We defined Tfh cells as CD4⁺PD1^hiFOXP3⁻, Tfr cells as CD4⁺PD1^hiFOXP3⁺, and Treg cells as CD4⁺PD1⁻FOXP3⁺ (Fig. 1c and d). Collectively these three populations accounted for 16.4 ± 3.6% mean ± SEM) of total CD4⁺ cells (n = 8). Tfr cells represented only a rare population accounting for 4.6 ± 1.3% (mean ± SEM) of CD4⁺PD1^hi and were not anlaysed further. We found strong associations between PD1^hi and Tfh cell numbers (R² = 0.98; P < 0.0001) and FOXP3⁺ and Treg numbers (R² = 0.64; P = 0.017). Therefore, to facilitate this analysis and future translational lymphoma research we followed others in employing single markers, either PD1^hi or FOXP3⁺ [12, 23] as surrogates for Tfh and Treg subsets respectively (Fig. 2c).

Total numbers of PD1^hi and FOXP3⁺ numbers varied over ~ 20-fold with some cases having very much heavier T-cell infiltration than others (Fig. 3a). The ratio (PD1^hi:FOXP3⁺) also varied with activating PD1^hi cells the majority in some cases whereas suppressive FOXP3⁺ cells were dominant in others.

Analysing SMZL, nodal and extranodal MZL separately showed no significant differences between overall density of PD1^hi or FOXP3⁺ cells or PD1^hi:FOXP3⁺ in the three groups (Kruskal Wallis test) (Fig. 3b). There were also no significant differences in T-cell density or PD1^hi:FOXP3⁺ when the cases were analysed by stage (Fig. 3c).

Next, we chose to explore the spatial distribution of infiltrating PD1^hi and FOXP3⁺ cells, having observed various patterns of CD4⁺ T-cell infiltration (Fig. 2a), in order to determine whether these cells are randomly distributed or clustered. Ripley’s K test, was applied to data from whole tissue sections (mean area 50.7mm², range 4.8–112 mm²) (n = 15) (Fig. 4a). Overall we found that PD1^hi cells were significantly more clustered i.e. greater separation of observed curve (solid black lines in Fig. 3a) from CSR (dotted red lines), than FOXP3⁺ cells (median cluster score 1.84 for PD1^hi cells and 0.45 for FOXP3⁺ cells; Mann-Whitney test P = 0.003) (Fig. 4b).

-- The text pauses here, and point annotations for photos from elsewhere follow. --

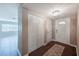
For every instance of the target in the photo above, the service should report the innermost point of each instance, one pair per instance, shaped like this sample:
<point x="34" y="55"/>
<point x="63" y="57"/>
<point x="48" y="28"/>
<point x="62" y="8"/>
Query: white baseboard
<point x="66" y="43"/>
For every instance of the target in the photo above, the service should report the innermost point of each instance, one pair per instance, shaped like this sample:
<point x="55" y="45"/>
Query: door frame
<point x="68" y="30"/>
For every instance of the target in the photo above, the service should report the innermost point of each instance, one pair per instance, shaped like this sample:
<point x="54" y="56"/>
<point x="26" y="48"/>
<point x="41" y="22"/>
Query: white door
<point x="62" y="30"/>
<point x="35" y="33"/>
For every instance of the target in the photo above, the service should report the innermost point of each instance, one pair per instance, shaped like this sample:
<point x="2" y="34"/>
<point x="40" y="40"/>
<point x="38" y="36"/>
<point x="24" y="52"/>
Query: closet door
<point x="35" y="33"/>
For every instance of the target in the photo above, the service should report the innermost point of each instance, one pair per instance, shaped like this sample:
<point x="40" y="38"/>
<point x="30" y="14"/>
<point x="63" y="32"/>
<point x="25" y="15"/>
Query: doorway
<point x="62" y="30"/>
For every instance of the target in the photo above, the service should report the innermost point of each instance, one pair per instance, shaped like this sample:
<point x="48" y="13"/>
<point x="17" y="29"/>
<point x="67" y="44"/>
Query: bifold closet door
<point x="34" y="35"/>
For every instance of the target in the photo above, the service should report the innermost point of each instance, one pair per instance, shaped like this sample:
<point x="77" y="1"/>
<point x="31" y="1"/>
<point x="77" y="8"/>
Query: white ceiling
<point x="46" y="9"/>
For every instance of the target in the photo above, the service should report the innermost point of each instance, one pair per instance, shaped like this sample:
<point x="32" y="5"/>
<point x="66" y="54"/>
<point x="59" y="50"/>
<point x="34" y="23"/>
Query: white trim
<point x="66" y="43"/>
<point x="18" y="52"/>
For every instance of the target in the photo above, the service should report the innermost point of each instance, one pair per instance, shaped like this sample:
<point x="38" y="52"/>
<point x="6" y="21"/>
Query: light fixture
<point x="62" y="22"/>
<point x="56" y="11"/>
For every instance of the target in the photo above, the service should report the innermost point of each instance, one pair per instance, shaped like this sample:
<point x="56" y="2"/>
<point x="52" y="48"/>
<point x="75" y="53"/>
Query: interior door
<point x="35" y="34"/>
<point x="62" y="30"/>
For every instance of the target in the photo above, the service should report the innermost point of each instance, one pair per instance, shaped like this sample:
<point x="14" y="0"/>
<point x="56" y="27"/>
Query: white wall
<point x="35" y="32"/>
<point x="48" y="29"/>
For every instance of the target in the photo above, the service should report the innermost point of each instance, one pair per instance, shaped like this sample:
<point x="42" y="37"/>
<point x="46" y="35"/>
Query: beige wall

Tfh cells strongly drive B-cell proliferation and even extra-nodal CD4⁺PD1^hi T-cells are able to secrete factors enabling B-cell help [24]. We hypothesised that the PD1^hi cells might associate with proliferating lymphoma B-cells. To support this idea we first carried out immunofluorescence microscopy on a single case (Fig. 4c). This showed that proliferating Ki-67⁺ cells were predominantly B-cells and formed clusters but without the structure of normal or residual germinal centres. There was also an apparent association between areas with a high density of proliferating cells and PD1^hi cells. In order to support the hypothesis that PD1^hi cells associate with Ki-67⁺ lymphoma B-cells we quantified the spatial interaction between Ki67⁺ cells and Ki67⁻PD1^hi T-cells. Cell co-localization was objectively determined by virtually tessellating stained tissue sections into non-overlapping equally sized quadrants prior to cell counting within each defined spatial area [25]. Two measures, Pearson correlation and Morisita-Horn index, an ecological measure of interaction (illustrative examples Fig. 5a), were employed to analyse data from 17,000 200μm² quadrants from 10 patients. Ki67⁺ and PD1^hi cells demonstrated closer interaction than did Ki67⁺ and FOXP3⁺ cells (Pearson correlation 0.4 vs 0.03; Morisita-Horn index 0.46 vs 0.25, Fig. 5b). To further interrogate spatial interaction we compared the distance between PD1^hi or FOXP3⁺ cells and the nearest Ki67⁺ cell in a nearest neighbour analysis. Ki67⁻PD1^hi cells (median distance 11.3 μm) were significantly more likely to be found in close proximity to Ki67⁺ B-cells than were Ki67⁻FOXP3⁺ cells (median distance 35.1 μm) (Mann-Whitney test P = < 0.0001) (Fig. 5c) suggesting for the first time that infiltrating Tfh cells might have a role in driving proliferation, and hence contribute to the varying clinical course of MZL.